Московская хроника 1584-1613
Шрифт:
Буссов отмечает два этапа во взаимоотношениях Лжедимитрия II и немцев: “Сначала Димитрий очень благоволил немцам”, но затем, после бегства из Тушина в Калугу, “стал злейшим врагом немцев” (стр. 163). Это выразилось в том, что если вначале немцы получили от Лжедимитрия II “превосходные поместья” “за верную службу” (стр. 168), то затем Лжедимитрий “отнял у немцев все их поместья, потом он забрал у них дома и дворы со всем, что в них там было..., он запретил нам даже наше богослужение, и мы, бедные люди, пребывали в это время в немалой скорби и тревоге” (стр. 163).
Надо сказать, однако, что Буссов даже в столь мрачной обстановке сумел если и не полностью избежать всех бед и напастей, обрушившихся на головы бедных немцев, то во всяком случае сохранил и жизнь и даже какую-то часть имущества.
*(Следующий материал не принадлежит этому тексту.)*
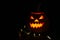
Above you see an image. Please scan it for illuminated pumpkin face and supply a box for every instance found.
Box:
[29,12,47,31]
[30,15,44,28]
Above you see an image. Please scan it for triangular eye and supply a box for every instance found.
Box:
[30,16,34,19]
[39,15,44,19]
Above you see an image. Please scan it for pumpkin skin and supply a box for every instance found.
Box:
[29,12,49,32]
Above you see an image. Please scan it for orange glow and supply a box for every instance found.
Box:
[30,23,44,28]
[34,19,39,22]
[30,16,34,19]
[39,15,44,19]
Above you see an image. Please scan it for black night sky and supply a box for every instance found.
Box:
[16,0,56,39]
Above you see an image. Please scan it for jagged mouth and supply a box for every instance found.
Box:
[30,22,44,28]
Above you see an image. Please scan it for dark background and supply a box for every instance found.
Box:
[16,0,56,37]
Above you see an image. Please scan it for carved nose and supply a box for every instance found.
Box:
[34,19,39,22]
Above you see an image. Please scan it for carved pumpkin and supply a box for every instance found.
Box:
[29,12,48,32]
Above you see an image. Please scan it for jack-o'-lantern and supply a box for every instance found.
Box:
[29,12,48,32]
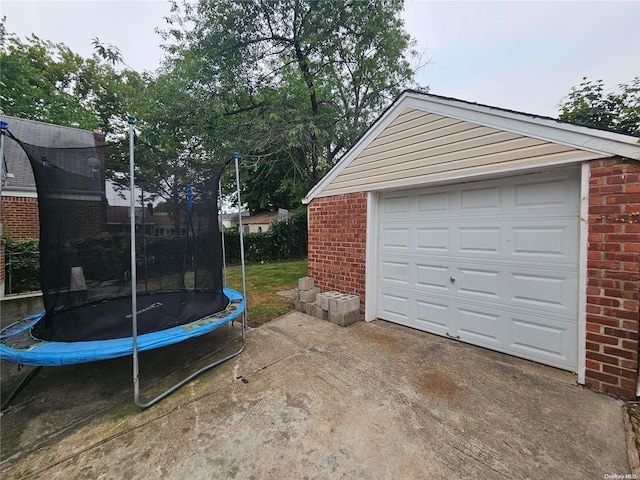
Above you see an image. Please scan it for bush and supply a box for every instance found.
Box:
[5,214,307,293]
[224,214,307,265]
[4,238,40,293]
В этом отношении чрезвычайно показательна выразительная деталь в длинном рассказе-повести о 52 козельских немцах, спасенных летом 1610 г. пастором Мартином Бером от казни, которой их собирался предать Лжедимитрий II,
Рассказав о том, что немцы, доставленные из Козельска в Калугу, ожидали решения своей участи, в то время как Мартин Бер через Марину Мнишек добивался их помилования, Буссов продолжает: “И вот, когда немцы в глубокой печали собрались у меня дома и каждый готовился к исповеди, отпущению грехов и причастию, пришел старший каморник царицы с радостной вестью и сказал, чтобы мы больше не грустили, а радовались, ибо царский гнев утих, царица добилась для нас помилования...” (стр. 171).
Итак, “дом” Буссова в Калуге оказывается не только местом, собирающим всех немцев, но и своего рода центром, откуда велись сношения с Мариной Мнишек и куда является доверенное лицо Марины, ее “старший каморник”, с сообщением о помиловании немцев, — по-видимому, тот же Юрген Кребсберг, немец “родом из Померании”, “самый преданный каморник царицы”, который фигурирует в рассказе Буссова о бегстве Марины из Дмитрова в Калугу (стр. 164).
Если к этому добавить, что в числе “козельских немцев” Буссов называет “ротмистра Давида Гильбертса, прапорщика Томаса Морица и двух дворян из Лифляндии, Иоганна фон Рейнина и Рейнгольда Энгельгардта” (стр. 169), то и роль, которую играл “дом” Буссова для немцев, находившихся у Лжедимитрия II, и положение, занимаемое хозяином этого “дома” в Калуге, должны быть охарактеризованы как весьма видные и прочные. А переезд, после истории с козельскими немцами, Мартина Бера из Козельска в Калугу (стр. 173) несомненно еще более укрепил положение Буссова (тестя Мартина Бера).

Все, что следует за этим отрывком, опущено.